Developers of generics, biosimilars and hybrid products that fail to meet those criteria can still use the centralized pathway if their product “addresses a specific health issue, allows access to medicines or provides another type of contribution to patient care in the Union,” EMA wrote.
 
EMA made one other change to its advice on generics and hybrid products. The revision changes the timetable for good clinical practice (GCP) inspections. EMA’s current position is that applicants will learn of a planned GCP inspection within 10 days of the adoption of an inspection request.
 
Generic Q&A, Biosimilar Q&A
 
France to Adopt New Procedures for Processing National Approval Filings
 
The French National Agency for Medicines and Health Products Safety (ANSM) is set to adopt new procedures for processing national marketing authorization applications on 1 October.
 
ANSM has designed the procedures to ensure compliance with regulatory deadlines. If ANSM needs additional information to review a filing, it will give the applicant 14 days to submit the requested materials. ANSM will refuse to review applications from companies that fail to either hit the deadline or submit the information needed to complete the evaluation.
 
To cut the rate of substandard filings, ANSM is encouraging applicants to use the EMA’s checklist for centralized applications to confirm the completeness and compliance of their submissions.
 
Filings accepted by ANSM will undergo two rounds of evaluation, both of which provide the agency with the chance to send questions to the applicant.

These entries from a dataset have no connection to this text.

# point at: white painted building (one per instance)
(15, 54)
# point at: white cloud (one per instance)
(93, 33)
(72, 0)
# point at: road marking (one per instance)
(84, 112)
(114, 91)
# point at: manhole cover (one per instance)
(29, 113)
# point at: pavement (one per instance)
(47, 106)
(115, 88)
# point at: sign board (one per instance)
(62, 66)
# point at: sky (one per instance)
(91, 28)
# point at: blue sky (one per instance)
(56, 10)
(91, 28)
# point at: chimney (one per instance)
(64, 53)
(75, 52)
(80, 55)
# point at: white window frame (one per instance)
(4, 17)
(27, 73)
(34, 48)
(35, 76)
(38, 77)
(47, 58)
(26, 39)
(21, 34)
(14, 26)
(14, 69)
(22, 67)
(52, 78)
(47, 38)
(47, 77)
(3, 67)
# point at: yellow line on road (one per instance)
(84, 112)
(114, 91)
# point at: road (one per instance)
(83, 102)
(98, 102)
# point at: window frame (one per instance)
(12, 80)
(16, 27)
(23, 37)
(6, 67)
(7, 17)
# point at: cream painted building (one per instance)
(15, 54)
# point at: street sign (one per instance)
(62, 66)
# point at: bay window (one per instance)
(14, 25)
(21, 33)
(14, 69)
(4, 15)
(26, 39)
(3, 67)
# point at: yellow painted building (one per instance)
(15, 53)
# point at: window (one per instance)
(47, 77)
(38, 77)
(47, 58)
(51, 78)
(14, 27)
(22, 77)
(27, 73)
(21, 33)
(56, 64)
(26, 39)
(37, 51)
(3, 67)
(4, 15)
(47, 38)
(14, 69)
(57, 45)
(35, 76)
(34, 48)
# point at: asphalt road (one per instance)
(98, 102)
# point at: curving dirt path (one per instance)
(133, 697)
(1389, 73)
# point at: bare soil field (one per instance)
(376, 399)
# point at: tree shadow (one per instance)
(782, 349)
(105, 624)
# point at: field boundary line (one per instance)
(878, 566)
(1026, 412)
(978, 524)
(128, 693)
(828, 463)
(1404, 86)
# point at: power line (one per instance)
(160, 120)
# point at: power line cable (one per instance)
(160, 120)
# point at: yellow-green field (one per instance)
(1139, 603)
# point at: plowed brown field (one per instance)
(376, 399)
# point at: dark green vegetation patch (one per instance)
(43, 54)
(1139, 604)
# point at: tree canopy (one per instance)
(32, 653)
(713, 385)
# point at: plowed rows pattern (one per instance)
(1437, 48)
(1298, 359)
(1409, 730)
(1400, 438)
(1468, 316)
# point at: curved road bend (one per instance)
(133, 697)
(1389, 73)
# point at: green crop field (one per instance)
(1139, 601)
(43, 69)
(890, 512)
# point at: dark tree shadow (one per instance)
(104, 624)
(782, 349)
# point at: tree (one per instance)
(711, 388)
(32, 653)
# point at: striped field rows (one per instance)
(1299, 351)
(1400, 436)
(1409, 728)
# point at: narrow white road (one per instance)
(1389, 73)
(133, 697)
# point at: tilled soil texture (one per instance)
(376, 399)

ANSM will give applicants three months, with the option of a three-month extension, to respond to the first set of questions. Applicants have 30 days to respond to the second set of questions.
 
Companies that make it through both evaluations without being rejected by ANSM will receive a draft marketing authorization five days before the agency finalizes its decision, giving them a chance to check the terms of the approval.
 
ANSM Document (French)
 
MHRA Drops Paper and Email, Restricting Communications to web Portals
 
MHRA has removed forms of communication including paper and email from the list of ways companies can submit information related to marketing authorization variations and licenses to sell medicines in the UK.
 
From now on, MHRA will only recognize the Central European System Platform and MHRA Portal as acceptable routes of submission. MHRA will reject filings made by another route. The agency attributed the change to a shift in the position of the Coordination Group for Mutual Recognition and Decentralised Procedures - Human (CMDh).
 
“To ensure compliance with the May 2019 update on CMDh requirements for MRP/DCP/NP submissions for new MAAs (CMDh/085/2008, Rev.21), as well as Variations and Renewals (CMDh/006/2008, Rev.20), the UK will no longer accept responses submitted via email, Eudralinks, paper or CD/DVD,” MHRA wrote.
 
Licence Guidance, Authorization Guidance
 
Swissmedic Updates Guidance on Evaluation Reports, Veterinary Packaging
 
The Swiss Agency for Therapeutic Products (Swissmedic) has updated its guidance on summary, public evaluation reports and the packaging of veterinary medicinal products.
 
Swissmedic’s revised position on evaluation reports affects the guidance on Swiss Public Assessment Reports (SwissPARs) that came into force at the start of the year. The revised document features extra information about the right to a legal hearing and new information about the Public Summary SwissPar, a version of the report that Swissmedic prepares for laypeople.
 
The changes were unveiled days after Swissmedic updated its guidance on the packaging of veterinary medicinal products, which also came into force at the start of the year. Swissmedic used the update to add a new section on type IB variations and to tweak its advice on the option for companies to make minor changes on their own initiative.
 
Companies must submit type IB regulatory variations for any change beyond what is permitted under the rules on using their own initiative. The section added by Swissmedic features examples of type IB variations, such as the “deletion, inclusion or modification of the name of the supplier company” and the “first inclusion of a pictogram or photos of the pharmaceutical form.”
 
Swissmedic has already brought the changes to both documents into force.